Email the instant communication highway can be a communication nightmare, and this time management tip will help you to deal with the email mania. Many of you receive literally hundreds of emails in your inbox each and every day. Some are important and need immediate action, some need action at a later date, some require action from someone else, some you need to keep for reference, and many are just a nuisance. So how do you efficiently handle this onslaught of information?

It depends on how important the information is, how transportable you need the information to be, and whether or not you have IT support to bail you out when everything goes to heck. In this time management tip I want to focus on what to do when you’re the only one who can help you when everything goes to heck, and by that I mean when your hard drive crashes and you have to figure out how to get your saved data onto a new computer. When that happens, you want everything you need to be as transportable as possible. If that’s the case and you don’t use an online full backup and restoration service you have to be prepared to deal with this yourself, and without those types of services transferring your email can be an added headache.

Designate specific times throughout the day when you will tackle your email. One of the worst things you can do is allow yourself to become a slave to your email by viewing and responding to each email as it comes in. Prepare a system to deal with your email. If you’re confident that when your system fails you can fully restore your email from the email provided through your operating system create folders within the email system, otherwise you’ll want to create folders as regular document files that you know you can easily back-up and restore. You only need three basic folders. Create folders labeled: action, pending action, and reference. At the designated times or at times when you unexpectedly have a free 15 minutes go to your inbox and do a quick sort. Sort your messages into their proper folders, delete them, or take the needed action. If you can take the needed action in a minute or two do it so you can forget about it.

Determining where to save the message. As you’re sorting and responding to the messages you can take care of quickly you either delete those messages from your inbox, or you save them to one of your other folders. Ideally you never want more than a page full of emails in your inbox at one time. As your sorting you decide where the message gets filed by the next action you need to take. So if you need to act on this message soon, but you can’t do it in just a couple minutes the message goes in your action folder. When you have the time to work on the things in your action folder you know exactly where to go, and as you take the action delete the item or move it to a proper folder. You will have messages that require waiting on someone or something else before you can take your next action, and those messages go in your pending folder. It’s a good idea to include the date you expect to get what you’re waiting for in the file name as you save the message. That way you can track where the things you’re waiting on are. There are messages you need to save for later because they contain important information and these get stored in your reference folders. In the case of reference folders, if you want to store the information long term you may be storing it in a folder with a person’s name, a project name, or a topic.

The reason you don’t want to leave hundreds or thousands of messages in your inbox is that you have to make the same decisions over and over again each time you view your inbox list.
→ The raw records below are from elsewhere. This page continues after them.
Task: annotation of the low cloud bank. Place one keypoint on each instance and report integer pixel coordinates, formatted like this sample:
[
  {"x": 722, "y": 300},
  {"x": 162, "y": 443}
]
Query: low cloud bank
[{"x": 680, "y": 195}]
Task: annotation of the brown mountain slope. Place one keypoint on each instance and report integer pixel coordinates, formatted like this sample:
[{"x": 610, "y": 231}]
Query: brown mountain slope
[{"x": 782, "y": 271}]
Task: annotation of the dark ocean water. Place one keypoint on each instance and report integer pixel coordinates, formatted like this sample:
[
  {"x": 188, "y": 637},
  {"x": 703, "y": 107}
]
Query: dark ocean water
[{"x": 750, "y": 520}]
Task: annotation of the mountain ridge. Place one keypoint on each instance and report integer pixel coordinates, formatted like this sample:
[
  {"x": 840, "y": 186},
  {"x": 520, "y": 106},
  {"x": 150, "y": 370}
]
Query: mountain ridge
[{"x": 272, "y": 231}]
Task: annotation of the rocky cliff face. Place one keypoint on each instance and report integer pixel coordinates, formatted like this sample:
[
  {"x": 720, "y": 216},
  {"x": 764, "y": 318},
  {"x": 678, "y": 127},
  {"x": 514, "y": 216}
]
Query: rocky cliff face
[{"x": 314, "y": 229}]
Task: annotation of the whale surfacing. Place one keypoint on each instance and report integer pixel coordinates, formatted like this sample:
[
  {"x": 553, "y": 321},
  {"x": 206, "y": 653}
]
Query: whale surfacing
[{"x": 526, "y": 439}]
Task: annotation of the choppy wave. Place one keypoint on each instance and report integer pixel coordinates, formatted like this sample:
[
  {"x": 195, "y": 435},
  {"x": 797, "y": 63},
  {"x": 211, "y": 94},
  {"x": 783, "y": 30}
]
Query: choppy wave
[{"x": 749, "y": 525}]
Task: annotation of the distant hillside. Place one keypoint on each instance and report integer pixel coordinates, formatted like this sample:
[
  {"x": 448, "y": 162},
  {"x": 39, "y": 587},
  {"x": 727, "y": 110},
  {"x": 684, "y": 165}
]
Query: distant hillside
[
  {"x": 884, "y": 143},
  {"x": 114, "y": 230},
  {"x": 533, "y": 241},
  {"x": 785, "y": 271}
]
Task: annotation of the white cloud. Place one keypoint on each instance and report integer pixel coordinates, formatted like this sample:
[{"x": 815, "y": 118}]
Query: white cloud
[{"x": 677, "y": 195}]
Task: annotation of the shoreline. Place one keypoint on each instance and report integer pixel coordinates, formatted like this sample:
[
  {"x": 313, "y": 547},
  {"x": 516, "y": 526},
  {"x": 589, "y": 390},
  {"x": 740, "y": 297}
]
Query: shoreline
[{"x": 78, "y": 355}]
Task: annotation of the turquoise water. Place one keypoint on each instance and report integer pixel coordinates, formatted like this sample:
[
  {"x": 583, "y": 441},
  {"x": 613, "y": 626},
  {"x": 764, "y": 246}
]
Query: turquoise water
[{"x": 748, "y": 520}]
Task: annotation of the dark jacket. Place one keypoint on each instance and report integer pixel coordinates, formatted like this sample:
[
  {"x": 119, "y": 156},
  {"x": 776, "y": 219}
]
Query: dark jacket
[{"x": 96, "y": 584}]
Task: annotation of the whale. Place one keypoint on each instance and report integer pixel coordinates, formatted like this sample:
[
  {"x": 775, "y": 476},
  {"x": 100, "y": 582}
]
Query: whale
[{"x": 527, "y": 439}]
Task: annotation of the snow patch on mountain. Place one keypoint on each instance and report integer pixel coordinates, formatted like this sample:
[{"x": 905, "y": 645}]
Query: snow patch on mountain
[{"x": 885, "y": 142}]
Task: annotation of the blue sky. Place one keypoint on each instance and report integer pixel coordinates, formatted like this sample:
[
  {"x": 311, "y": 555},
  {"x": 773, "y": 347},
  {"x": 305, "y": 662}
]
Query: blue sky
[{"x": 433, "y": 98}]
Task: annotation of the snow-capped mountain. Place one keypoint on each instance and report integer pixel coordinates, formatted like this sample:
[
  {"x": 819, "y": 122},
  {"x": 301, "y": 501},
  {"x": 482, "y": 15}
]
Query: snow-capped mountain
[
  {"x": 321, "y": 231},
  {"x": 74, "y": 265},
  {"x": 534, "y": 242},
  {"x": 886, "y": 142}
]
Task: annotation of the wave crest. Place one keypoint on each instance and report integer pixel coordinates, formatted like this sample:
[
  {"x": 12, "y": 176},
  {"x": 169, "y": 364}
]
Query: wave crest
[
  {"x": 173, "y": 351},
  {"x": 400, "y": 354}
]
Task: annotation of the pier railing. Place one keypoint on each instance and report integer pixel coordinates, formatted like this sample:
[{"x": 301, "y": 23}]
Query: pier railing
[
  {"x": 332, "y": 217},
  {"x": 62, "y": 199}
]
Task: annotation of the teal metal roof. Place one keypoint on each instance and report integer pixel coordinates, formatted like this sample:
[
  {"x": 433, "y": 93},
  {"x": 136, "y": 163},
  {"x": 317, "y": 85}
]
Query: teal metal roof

That’s a bunch of unnecessary work. Plus when you want to find a message again you have to try to remember how you might search for that message. Most people have multiple email addresses so which one did they use when they sent the message that you’re looking for? Did the message you’re searching for have a good searchable subject line, or is it lost in a whole reply stream and you aren’t exactly sure which of the 25 messages has what you’re looking for? As you properly take care of your messages as they come in you save a lot of time because you know the next actions, you know what’s pending, and you know how to quickly access the information you want when you need it. Plus now that you’ve saved them as regular documents you don’t necessarily have to be online to view them and get the information you need.